All this is an inheritance from the 20th century. A period when various ideological certainties rose and were then destroyed. But, as this next century starts to unfold, it is becoming plain that the contemporary imperative for an absence of absolute values has itself become an ideology that simultaneously robs its adherents of hope, strength and resilience. And this is the danger; that a culture of resigned acceptance masquerading as tolerance is wide open to a renewed offer of utopian certainty.
The void at the centre of modern western society is simply unable to support its crust of Human Rights. Without solid ideological foundation Human Rights are being shredded by expediency, the trivial and competing interests. The `right' to wear your hair blue at school is as much of a `right' as is the Right to life and freedom of conscience.

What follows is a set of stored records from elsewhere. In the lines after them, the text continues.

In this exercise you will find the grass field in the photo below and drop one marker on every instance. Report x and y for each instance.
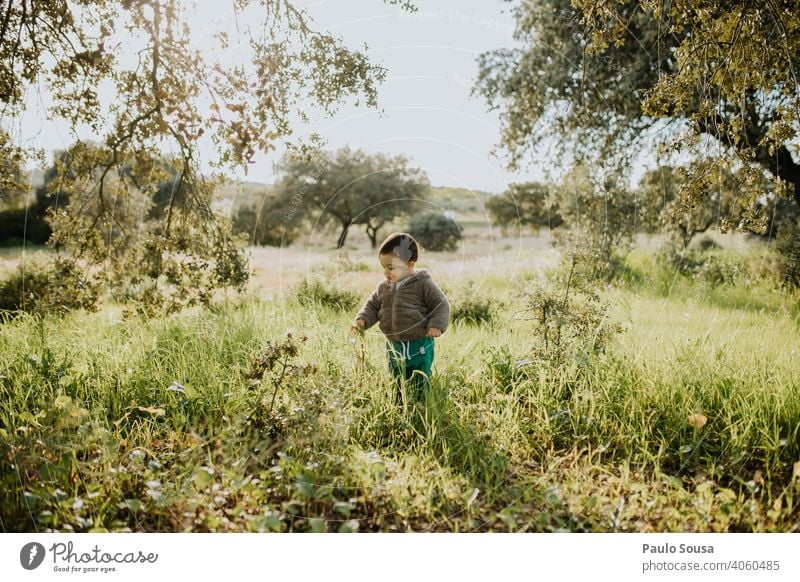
(689, 420)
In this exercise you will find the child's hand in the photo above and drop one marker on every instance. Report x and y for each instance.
(434, 332)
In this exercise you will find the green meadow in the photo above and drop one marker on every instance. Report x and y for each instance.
(263, 413)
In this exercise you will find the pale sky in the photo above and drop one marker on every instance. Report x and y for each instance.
(425, 109)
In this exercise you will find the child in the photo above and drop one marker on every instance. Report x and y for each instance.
(411, 309)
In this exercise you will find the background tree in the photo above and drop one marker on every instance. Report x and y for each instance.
(529, 203)
(600, 74)
(166, 100)
(350, 187)
(435, 231)
(264, 220)
(600, 221)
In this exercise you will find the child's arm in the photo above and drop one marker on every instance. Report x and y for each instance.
(368, 314)
(439, 308)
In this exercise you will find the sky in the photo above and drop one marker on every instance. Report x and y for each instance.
(425, 110)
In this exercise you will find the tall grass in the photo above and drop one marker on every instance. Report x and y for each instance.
(157, 424)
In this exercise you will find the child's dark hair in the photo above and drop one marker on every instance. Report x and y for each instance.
(401, 244)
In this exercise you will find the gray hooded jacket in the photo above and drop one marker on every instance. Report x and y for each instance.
(406, 309)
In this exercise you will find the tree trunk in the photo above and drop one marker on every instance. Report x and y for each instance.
(343, 235)
(372, 233)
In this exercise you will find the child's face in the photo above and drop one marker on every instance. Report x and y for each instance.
(394, 267)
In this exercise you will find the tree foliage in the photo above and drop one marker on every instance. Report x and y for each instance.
(600, 220)
(601, 74)
(526, 204)
(165, 93)
(349, 187)
(435, 231)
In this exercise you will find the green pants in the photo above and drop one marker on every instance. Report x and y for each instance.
(411, 361)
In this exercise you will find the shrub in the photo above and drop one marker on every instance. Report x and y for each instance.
(57, 287)
(569, 322)
(435, 232)
(312, 292)
(471, 307)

But is it possible for a society to survive without any foundations? Is it enough to "live well" in a state described by Delsol as "the sad heroes of emptiness"? Will our contempt for wisdom and all that our predecessors believed in bear any fruit? Can a civilisation of individuals clinging to ephemeral moments amidst the replacement of family life by tribal relationships be stable? Can we retain any Rights having already abandoned the notion of the dignity of the individual man?
The 20th century suggests not and is now hiding behind a thin screen of `universal' human rights.

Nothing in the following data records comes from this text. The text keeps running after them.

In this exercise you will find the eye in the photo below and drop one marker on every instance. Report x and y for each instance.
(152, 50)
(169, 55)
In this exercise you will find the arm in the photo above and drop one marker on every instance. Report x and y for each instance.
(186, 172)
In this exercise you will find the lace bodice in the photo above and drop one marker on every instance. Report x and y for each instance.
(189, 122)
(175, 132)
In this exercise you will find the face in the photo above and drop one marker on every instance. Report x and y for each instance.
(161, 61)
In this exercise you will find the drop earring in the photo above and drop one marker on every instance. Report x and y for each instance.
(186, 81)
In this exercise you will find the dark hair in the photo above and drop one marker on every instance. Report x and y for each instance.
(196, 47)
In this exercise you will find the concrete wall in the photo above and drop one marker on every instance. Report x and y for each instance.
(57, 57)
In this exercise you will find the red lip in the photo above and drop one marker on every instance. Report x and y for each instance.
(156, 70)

But this, the darker side of "Late Modernity", is working behind the screen. It is transforming traditional global cultures in a similar way that late antiquity transformed the ancient world and brought forth the Christian view of creation and temporal order. The Islamic world shrinks away from this force back into greater, and expansive, fundamentalism while, in the West, we are seeing our civilisation spun into reverse; back to crude values that would be familiar in 3rd century Rome. In that world there is nothing special about individual human beings. They are not made in the image of God and can be owned and used like any other asset. There is no eternal life after death, there is no divine punishment for evil deeds and there is no redemption.
All this has to be in place before a man will kick another into a gas chamber.

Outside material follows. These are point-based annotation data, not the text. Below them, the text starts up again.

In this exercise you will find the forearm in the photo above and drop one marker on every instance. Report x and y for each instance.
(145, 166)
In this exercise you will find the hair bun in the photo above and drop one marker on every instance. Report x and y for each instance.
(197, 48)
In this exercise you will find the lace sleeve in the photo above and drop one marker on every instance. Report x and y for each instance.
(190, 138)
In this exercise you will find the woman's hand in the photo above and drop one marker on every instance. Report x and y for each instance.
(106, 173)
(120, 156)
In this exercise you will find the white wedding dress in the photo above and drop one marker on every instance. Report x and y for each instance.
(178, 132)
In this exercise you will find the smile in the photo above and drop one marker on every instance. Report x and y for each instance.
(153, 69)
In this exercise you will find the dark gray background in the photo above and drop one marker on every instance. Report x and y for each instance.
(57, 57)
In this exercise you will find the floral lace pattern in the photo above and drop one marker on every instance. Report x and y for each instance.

We believe we don't do that sort of thing any more and we do not yet own slaves. But we freely kill our unborn, our sick and our old. We freely buy products made with slave labour and see little wrong in that great totalitarian `virtue' of sacrificing some for the good of all.
This book is well written and is easy to read but you will need to concentrate. It asks very awkward questions about some very big issues and is intensely rewarding. But it is not gloomy. Delsol sees this moment of transformation as an opportunity for a rebirth. We will tire of Late Modernity and wish for something better.